The core argument is about insulin. Fung contends that type 2 diabetes is fundamentally a disease of excess insulin and insulin resistance, not merely elevated blood glucose. When cells are chronically overloaded with glucose and insulin, they protect themselves by becoming resistant. The body responds by producing more insulin, which worsens resistance, driving a cycle that eventually overwhelms the pancreas. Most conventional treatments lower blood glucose directly while leaving the underlying insulin excess untouched — or even make it worse by adding exogenous insulin.

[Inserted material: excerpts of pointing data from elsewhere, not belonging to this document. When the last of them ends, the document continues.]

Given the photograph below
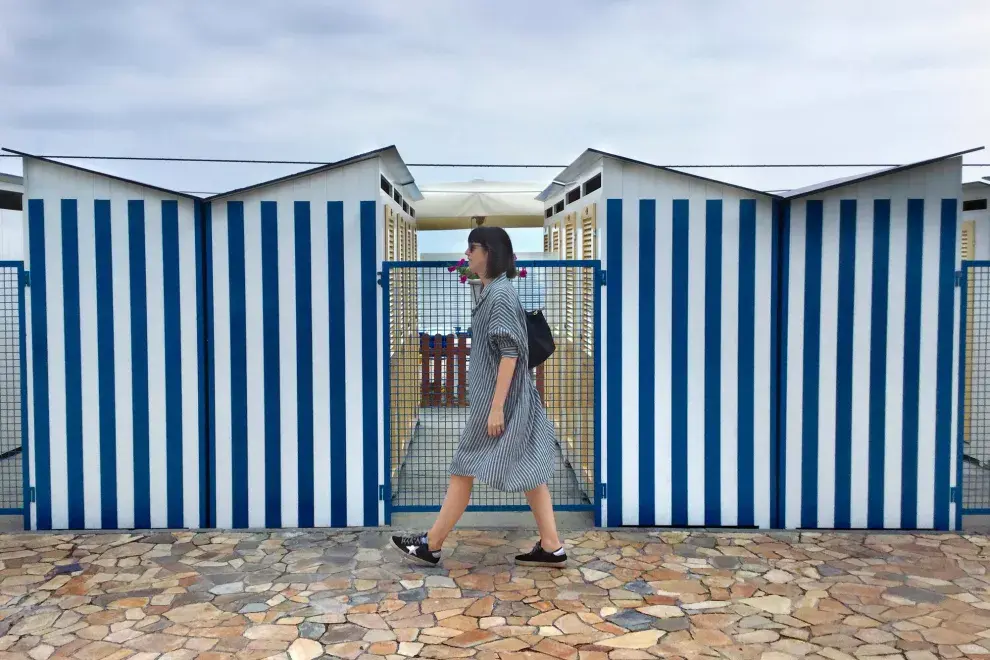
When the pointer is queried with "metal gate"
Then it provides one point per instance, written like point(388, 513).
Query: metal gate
point(973, 462)
point(13, 415)
point(427, 349)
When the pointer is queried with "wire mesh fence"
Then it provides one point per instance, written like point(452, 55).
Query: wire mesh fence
point(429, 358)
point(976, 396)
point(11, 432)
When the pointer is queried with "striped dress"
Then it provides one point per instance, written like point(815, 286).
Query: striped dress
point(523, 456)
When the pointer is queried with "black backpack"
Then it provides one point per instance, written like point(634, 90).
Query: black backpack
point(541, 345)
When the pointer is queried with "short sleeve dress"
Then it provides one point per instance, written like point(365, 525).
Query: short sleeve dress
point(523, 456)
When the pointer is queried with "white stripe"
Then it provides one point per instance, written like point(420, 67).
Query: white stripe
point(255, 322)
point(189, 319)
point(29, 369)
point(729, 375)
point(156, 363)
point(287, 357)
point(321, 363)
point(928, 365)
point(896, 297)
point(123, 367)
point(222, 428)
point(862, 312)
point(696, 360)
point(663, 494)
point(630, 363)
point(56, 364)
point(764, 406)
point(828, 363)
point(90, 366)
point(353, 365)
point(956, 311)
point(380, 365)
point(795, 368)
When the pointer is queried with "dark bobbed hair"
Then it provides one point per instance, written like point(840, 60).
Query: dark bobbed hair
point(498, 245)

The solution Fung proposes is two-pronged: significantly reduce dietary carbohydrates, particularly refined ones, and use intermittent or extended fasting to allow insulin levels to drop. He draws on the physiology of fasting to explain why it can achieve what drug treatment cannot — giving cells a period of genuine rest from insulin stimulation long enough to restore sensitivity. He also addresses the dietary advice that has dominated medicine for decades, arguing that the low-fat, high-carbohydrate guidelines promoted since the 1970s have driven the diabetes epidemic.

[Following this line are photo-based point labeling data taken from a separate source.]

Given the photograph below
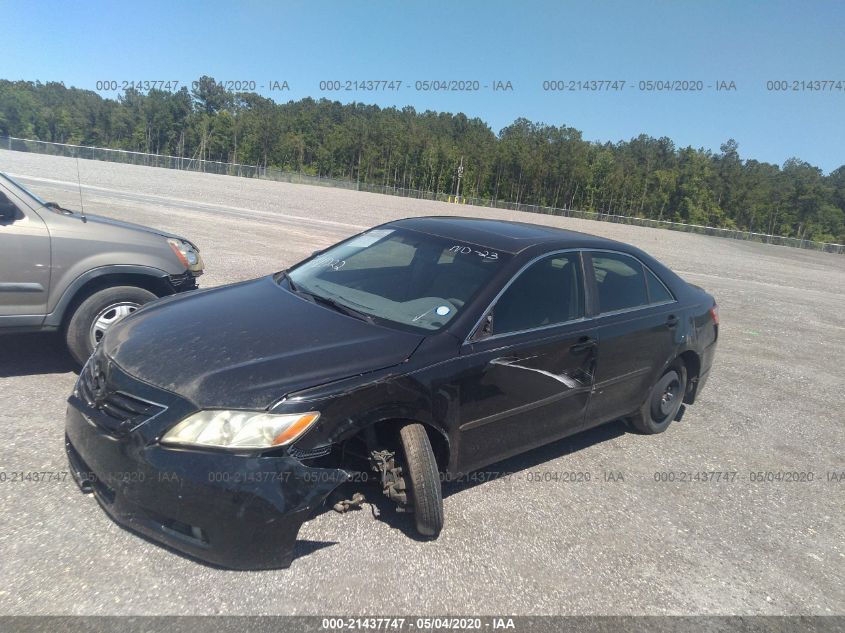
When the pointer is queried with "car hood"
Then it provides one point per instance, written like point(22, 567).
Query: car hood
point(98, 220)
point(247, 345)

The book is genuinely useful as an explanation of metabolic disease, and Fung writes clearly without oversimplifying the physiology. The clinical anecdotes are often striking. The weakness is a tendency toward polemical framing that can make nuanced questions feel more settled than they are. Readers who are pre-diabetic, diabetic, or have metabolic syndrome will find the framework actionable. Anyone making changes to diabetes medication should work with a clinician — some of Fung's protocols require supervised monitoring.

The big ideas

  1. 1.

    Type 2 diabetes is driven by chronically high insulin and insulin resistance, not by blood glucose elevation alone. Treating only the symptom leaves the cause untouched.

  2. 2.

    Dietary carbohydrates, especially refined carbohydrates and sugar, are the primary driver of insulin demand. Reducing them directly lowers the disease burden.

  3. 3.

    Fasting — intermittent or extended — lowers insulin levels more effectively than caloric restriction because it removes all food stimulus rather than spreading smaller meals across the day.